Interview / Kajeem & SpyRow, artiste-chanteurs – auteurs de Ghetto Reporters
Porte-voix d’une Côte d’Ivoire ‘’ghettoisée’’
Kajeem et Spy Row, deux artistes engagés et partageant une même passion pour la musique – reggae – ont signé ensemble Ghetto Reporters. Un album de 14 titres, sorti en octobre 2010 qui a le mérite de pointer du doigt les réalités sociales en Côte d’Ivoire voire en Afrique. Ce nouvel album ne revendique certes pas la perfection mais, fait prendre conscience de ce que « le ciel n’est pas bleu et tout n’est pas beau dans le Ghetto ».
Ce n’est pas fréquent que deux artistes qui ont des centres d’intérêts différents se retrouvent pour signer un même album. Vous le faites avec Ghetto Reporters, quelles en sont les motivations ?

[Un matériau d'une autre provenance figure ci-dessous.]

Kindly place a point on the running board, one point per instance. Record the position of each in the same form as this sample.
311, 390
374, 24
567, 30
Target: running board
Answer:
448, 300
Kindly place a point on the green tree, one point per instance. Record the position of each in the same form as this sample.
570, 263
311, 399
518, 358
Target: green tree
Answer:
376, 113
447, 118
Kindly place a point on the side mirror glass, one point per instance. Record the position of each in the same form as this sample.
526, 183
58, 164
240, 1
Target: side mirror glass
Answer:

Kajeem : C’est vrai qu’il est rare de voir ce genre de collaboration chez nous ici (Ndlr ; Côte d’Ivoire) parce qu’on a plutôt tendance à opposer les artistes. Nous représentons une nouvelle génération de musiciens qui a tendance à penser que l’union fait la force. L’album Ghetto Reporters qui est le volume 1 d'un concept qui est appelé à se développer autour de l’actualité et donner d’autres albums plus percutants. Nous sommes ensemble peut-être parce que nous partageons la même passion pour la musique, le même genre musical et les mêmes centres d’intérêts.
Qu’est-ce qui amène à aller investiguer dans le ghetto où, tel que l’illustre la pochette de l’album, vous y êtes descendu avec en main calepin, stylo et appareil photo pour réaliser un reportage qui donnera Ghetto Reporters ?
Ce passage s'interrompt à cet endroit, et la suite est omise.